- Directed by: Giuliano Carnimeo
- Screenplay by: Tito Carpi
- Story by: Tito Carpi
- Starring: George Hilton; Charles Southwood; Erika Blanc;
- Cinematography: Stelvio Massi
- Edited by: Ornella Micheli
- Music by: Francesco De Masi
- Production company: Colt Produzioni Cinematografiche
- Distributed by: Panta Cinematografica
- Release date: August 7, 1970 (Italy);
- Running time: 90 minutes
- Countries: Italy; Spain;

= Sartana's Here... Trade Your Pistol for a Coffin =

1970 film

Sartana's Here... Trade Your Pistol for a Coffin (C'è Sartana... vendi la pistola e comprati la bara, "There is Sartana… Sell the Pistol and Buy a Coffin") AKA A Fistful of Lead is a 1970 Spaghetti Western that is the third of the Sartana film series with George Hilton taking over the lead role from Gianni Garko. The film was shot in Italy and directed by Giuliano Carnimeo.

==Plot==
Bounty hunter Sartana is eagerly awaiting to kill or capture a wanted man who is riding shotgun on a shipment of gold.

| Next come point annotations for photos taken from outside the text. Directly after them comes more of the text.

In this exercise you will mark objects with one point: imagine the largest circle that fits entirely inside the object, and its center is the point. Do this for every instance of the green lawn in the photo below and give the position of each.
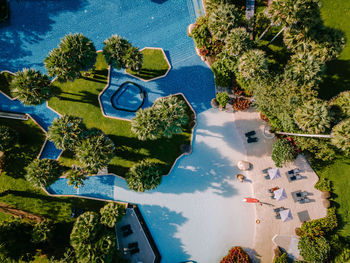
(154, 64)
(339, 174)
(336, 14)
(17, 192)
(80, 98)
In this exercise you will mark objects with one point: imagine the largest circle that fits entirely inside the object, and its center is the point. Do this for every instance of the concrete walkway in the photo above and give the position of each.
(259, 154)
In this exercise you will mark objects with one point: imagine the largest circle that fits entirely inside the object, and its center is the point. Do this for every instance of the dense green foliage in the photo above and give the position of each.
(314, 249)
(120, 53)
(281, 259)
(66, 132)
(154, 64)
(222, 98)
(111, 213)
(95, 151)
(31, 87)
(80, 98)
(145, 175)
(43, 172)
(92, 241)
(236, 255)
(75, 53)
(283, 151)
(8, 138)
(167, 116)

Interrupting Sartana's picnic and bounty hunting, a gang of Mexican Bandidos kill all the outriders, but leave the gold intact and ride away but not before throwing dynamite into the wagon. Sartana prevents the explosion and discovers the gold sacks in the wagon are full of sand.

Disguised as a Mexican peon, Sartana tracks the Mexicans to their lair and kills several of them before going to the town of Appaloosa where he discovers that the Bandidos were paid by Spencer, the owner of the mine to commit a fake robbery so Spencer can keep the majority of gold for himself. Sartana pits the surviving Mexicans against Spencer, but also faces greedy but impoverished saloon owner Trixie and rival bounty hunter Sabbath, both of whom have their eyes on the gold.

==Cast==

- George Hilton as Sartana
- Charles Southwood as Sabbath
- Erika Blanc as Trixie
- Piero Lulli as Samuel Spencer
- Nello Pazzafini as Mantas
- Carlo Gaddi as Baxter
- Aldo Barberito as Angelo
- Linda Sini as Mantas' Wife
- Marco Zuanelli as Dead Eye Golfay
- Luciano Rossi as Flint Fossit
- Fortunato Arena as Old man
- John Bartha as Sheriff
- Federico Boido as Joe Fossit
- Luigi Bonos as Posada Owner
- Armando Calvo as Hoagy
- Spartaco Conversi as Emiliano
- Furio Meniconi as Romero

==Release==
Sartana's Here… Trade Your Pistol for a Coffin was released in Italy in August 1970.